「あのとき、ああしていれば…」と後悔した経験は、誰にでもあるのではないでしょうか。故事成語「覆水盆に返らず」は、そんな人間の普遍的な感情に寄り添いながら、大切な教訓を伝えてくれる言葉です。古代中国から伝わるこの言葉の意味や背景を、一緒に紐解いていきましょう。
「覆水盆に返らず」の意味
「覆水盆に返らず(ふくすいぼんにかえらず)」とは、一度起きてしまったことは、もとに戻すことはできないという意味の故事成語です。「覆水」はこぼれてしまった水、「盆」はたらいや器のこと。地面にこぼれた水がもとの器に戻らないように、過ぎ去った過去や壊れた関係は取り返しがつかない、という戒めを表しています。英語の「Don’t cry over spilt milk(こぼれたミルクを嘆いても仕方がない)」に相当する表現としても知られています。
故事成語ができた経緯・歴史
この言葉の由来は、古代中国・周の時代にさかのぼります。主人公は呂尚(りょしょう)、別名「太公望(たいこうぼう)」として知られる人物です。

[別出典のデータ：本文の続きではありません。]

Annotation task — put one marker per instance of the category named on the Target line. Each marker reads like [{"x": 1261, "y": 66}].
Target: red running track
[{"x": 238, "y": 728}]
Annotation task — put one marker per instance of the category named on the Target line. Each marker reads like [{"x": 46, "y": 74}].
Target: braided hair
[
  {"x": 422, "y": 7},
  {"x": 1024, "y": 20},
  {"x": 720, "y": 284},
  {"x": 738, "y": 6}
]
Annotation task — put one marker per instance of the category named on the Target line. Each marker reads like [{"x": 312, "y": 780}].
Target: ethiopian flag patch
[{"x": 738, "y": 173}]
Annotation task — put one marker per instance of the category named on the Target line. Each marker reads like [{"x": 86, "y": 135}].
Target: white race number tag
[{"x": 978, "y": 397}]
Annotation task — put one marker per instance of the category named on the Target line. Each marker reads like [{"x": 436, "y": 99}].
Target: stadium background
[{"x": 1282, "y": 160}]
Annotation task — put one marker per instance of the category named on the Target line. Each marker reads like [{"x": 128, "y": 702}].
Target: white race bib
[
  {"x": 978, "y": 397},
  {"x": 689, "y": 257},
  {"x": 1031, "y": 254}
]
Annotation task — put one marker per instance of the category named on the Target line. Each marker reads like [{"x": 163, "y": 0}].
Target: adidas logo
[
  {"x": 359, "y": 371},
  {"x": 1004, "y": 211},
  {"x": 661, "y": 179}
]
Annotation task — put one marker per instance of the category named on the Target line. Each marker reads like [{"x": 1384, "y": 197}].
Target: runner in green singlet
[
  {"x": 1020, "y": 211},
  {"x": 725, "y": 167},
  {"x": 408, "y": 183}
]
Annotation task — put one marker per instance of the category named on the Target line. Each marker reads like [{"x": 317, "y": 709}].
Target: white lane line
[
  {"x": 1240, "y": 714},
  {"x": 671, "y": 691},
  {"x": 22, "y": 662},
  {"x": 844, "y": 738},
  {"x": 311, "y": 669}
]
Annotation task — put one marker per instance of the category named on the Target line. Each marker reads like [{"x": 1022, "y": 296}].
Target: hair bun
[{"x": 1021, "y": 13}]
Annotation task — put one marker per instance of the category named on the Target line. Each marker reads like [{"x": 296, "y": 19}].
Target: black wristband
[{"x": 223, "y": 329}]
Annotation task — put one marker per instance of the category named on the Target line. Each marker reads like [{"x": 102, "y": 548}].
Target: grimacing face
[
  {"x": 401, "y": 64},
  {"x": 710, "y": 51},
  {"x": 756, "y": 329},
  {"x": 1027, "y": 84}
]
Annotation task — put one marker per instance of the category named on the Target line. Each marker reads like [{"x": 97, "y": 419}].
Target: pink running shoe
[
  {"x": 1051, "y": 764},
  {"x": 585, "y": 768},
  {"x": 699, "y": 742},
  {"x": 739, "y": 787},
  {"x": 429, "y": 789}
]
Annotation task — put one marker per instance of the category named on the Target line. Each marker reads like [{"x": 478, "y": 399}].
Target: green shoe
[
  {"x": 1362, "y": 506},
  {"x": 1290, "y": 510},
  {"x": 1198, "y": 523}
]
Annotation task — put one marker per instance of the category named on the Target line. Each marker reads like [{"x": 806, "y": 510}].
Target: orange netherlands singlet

呂尚はかつて、読書や学問ばかりに明け暮れ、家のことをまったく顧みませんでした。愛想を尽かした妻の馬氏はついに離縁を申し出て、呂尚のもとを去ってしまいます。その後、呂尚は周の文王・武王に仕えて才能を発揮し、大きな功績を立てて諸侯にまで上り詰めました。
成功を知った馬氏は、よりを戻したいと呂尚のもとへ戻ってきます。しかし呂尚は器に入った水を地面へとこぼし、「この水をもとに戻せるなら、よりを戻そう」と言いました。もちろん、こぼれた水を器に戻すことはできません。こうして「覆水盆に返らず」という言葉が生まれたとされています。
ビジネスシーンでの使い方(例文3つ)
「覆水盆に返らず」は、ビジネスの場面でも自然に使える表現です。以下の例文を参考にしてみてください。
- 取引先へのミス対応の場面:「今回の納期遅延は覆水盆に返らずで、過去には戻れません。だからこそ、今後の信頼回復に全力を尽くしてまいります。」
- プロジェクトの失敗を振り返る場面:「覆水盆に返らずといいますが、今回の失敗をいつまでも引きずるのではなく、原因を分析して次に活かすことが大切です。」
- 部下へのアドバイスの場面:「送ってしまったメールは覆水盆に返らず、取り消せない。だから送信前の確認を習慣にしよう。」
原文の出典
この故事の出典は、中国・後漢時代に編まれた歴史書『拾遺記(しゅういき)』および『太平御覧(たいへいぎょらん)』に収録された逸話とされています。また、日本では『和漢三才図会』などにも引用されています。
原文:「覆水難收(ふくすいなんしゅう)」
読み下し文:「覆水(ふくすい)収(おさ)め難(がた)し」
原文では「盆に返らず」ではなく「収め難し(取り戻すことが難しい)」という表現が使われています。日本に伝わる過程で「覆水盆に返らず」というかたちに定着したと考えられています。
まとめ
「覆水盆に返らず」は、取り返しのつかない過去を嘆くよりも、今この瞬間の言葉や行動を大切にしようという前向きなメッセージでもあります。ビジネスでも日常でも、この言葉を心に留めておくことで、後悔の少ない選択ができるはずです。古代中国の賢人・太公望の逸話から生まれたこの教え、ぜひ日々の生活に役立ててみてください。